The BSE, which is holding a series of seminars across India to woo small and medium entrepreneurs, market intermediaries and investors to join its up-and-coming Small and Medium Enterprises' Exchange (SME Exchange), has said the new platform is likely to commence operation in September.

Main board

“So far, we have held 15 seminars across the country to educate the SMEs to join the BSE SME Exchange. About 50 SMEs, out of around 4,000 members on the BSE's Main Board, have already agreed to migrate to the new product and list there.

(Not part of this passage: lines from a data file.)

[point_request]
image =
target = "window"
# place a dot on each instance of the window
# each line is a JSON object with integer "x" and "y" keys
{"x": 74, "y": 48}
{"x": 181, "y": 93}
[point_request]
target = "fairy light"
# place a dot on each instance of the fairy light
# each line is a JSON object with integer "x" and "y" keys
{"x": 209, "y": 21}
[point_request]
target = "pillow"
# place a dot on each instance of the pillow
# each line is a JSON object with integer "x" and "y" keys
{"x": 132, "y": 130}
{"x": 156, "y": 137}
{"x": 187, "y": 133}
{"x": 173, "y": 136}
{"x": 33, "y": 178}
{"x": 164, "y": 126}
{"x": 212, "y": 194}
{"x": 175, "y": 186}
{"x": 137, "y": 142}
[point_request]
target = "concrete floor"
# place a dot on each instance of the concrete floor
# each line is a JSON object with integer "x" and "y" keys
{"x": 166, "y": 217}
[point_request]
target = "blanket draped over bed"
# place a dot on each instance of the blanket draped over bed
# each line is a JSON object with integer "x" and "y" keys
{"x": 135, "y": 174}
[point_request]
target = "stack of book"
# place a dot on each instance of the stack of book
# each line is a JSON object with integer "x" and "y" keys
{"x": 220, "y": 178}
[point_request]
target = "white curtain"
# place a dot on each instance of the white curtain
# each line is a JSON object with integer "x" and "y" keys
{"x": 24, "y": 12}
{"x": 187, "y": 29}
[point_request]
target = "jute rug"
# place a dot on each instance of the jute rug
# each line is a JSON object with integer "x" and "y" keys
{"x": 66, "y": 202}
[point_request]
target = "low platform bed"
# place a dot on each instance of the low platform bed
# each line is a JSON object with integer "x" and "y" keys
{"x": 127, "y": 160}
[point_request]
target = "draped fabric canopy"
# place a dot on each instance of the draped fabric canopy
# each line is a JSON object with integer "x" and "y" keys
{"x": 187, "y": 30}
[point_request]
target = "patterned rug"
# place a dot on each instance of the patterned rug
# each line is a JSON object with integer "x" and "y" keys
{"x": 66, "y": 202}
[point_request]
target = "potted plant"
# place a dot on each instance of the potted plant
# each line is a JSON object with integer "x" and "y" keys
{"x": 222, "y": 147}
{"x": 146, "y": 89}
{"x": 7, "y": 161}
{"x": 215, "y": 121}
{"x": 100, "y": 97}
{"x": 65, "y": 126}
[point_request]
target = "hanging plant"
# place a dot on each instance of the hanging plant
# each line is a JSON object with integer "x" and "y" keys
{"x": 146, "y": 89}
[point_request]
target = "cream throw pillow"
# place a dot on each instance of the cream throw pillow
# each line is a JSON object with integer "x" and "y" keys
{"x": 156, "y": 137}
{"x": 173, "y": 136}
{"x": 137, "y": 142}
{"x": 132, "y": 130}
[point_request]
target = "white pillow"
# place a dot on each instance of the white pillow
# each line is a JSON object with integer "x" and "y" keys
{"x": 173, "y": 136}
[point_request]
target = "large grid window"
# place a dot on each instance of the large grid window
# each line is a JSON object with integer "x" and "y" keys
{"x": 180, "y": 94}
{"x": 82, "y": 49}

They include 10 members from Gujarat,” Mr Lakshaman Gugulothu, Chief Executive Officer of the BSE SME Exchange, told reporters here on Saturday.

In July 2010, the BSE, the NSE, and the MCX-SX had sought permission from the capital market regulator for launching a separate segment for the SMEs.

The Securities and Exchange Board of India had given an in-principle approval to the BSE and the NSE in May 2011 to set up SME exchanges and platforms.

The BSE SME Exchange will provide an opportunity to the entrepreneurs to raise equity capital for the growth and expansion of SMEs.

Besides, the investors will also be able to identity and invest in good companies at an early stage.

“It will help unleash the valuation of the company and in the process create wealth for all stake-holders, besides considerable capital gains tax benefits and facility of exit at any point of time,” Mr Gugulothu said.

The CEO said the issuer with post-issue face value capital up to Rs 10 crore will be covered under the SME platform, while those between Rs 10 crore and Rs 25 crore may get listed on this platform.

Entities having post-issue face value capital above Rs 25 crore will have to be listed on the Main Board.

The BSE Main Board criteria for the paid-up capital has been increased from Rs 3 crore to Rs 10 crore.

On the new platform, the minimum application amount as also the trading lot will be Rs one lakh.

All trading members would be eligible to participate in the SME Exchange without any further registration and by default members. The SMEs would now be able to file only half-yearly results, instead of quarterly ones.

With the initial conditions for an IPO waived off, the SMEs will now be able to hit the capital market in just one to two months, instead of the practice of 8-10 months, and merchant bankers would underwrite 100 per cent of the IPO, 15 per cent of it in their own account.

Market making

The merchant banker to the issue would undertake market-making through a registered stockbroker and will be responsible for market making for a minimum of three years.

It would provide a two-way quote for 75 per cent of time in a day, to be monitored by the stock exchange.

The minimum depth of the quote will be Rs 1 lakh in secondary market and there will be trading of lots of size of Rs 1 lakh. There will not be more than five market makers for a scrip.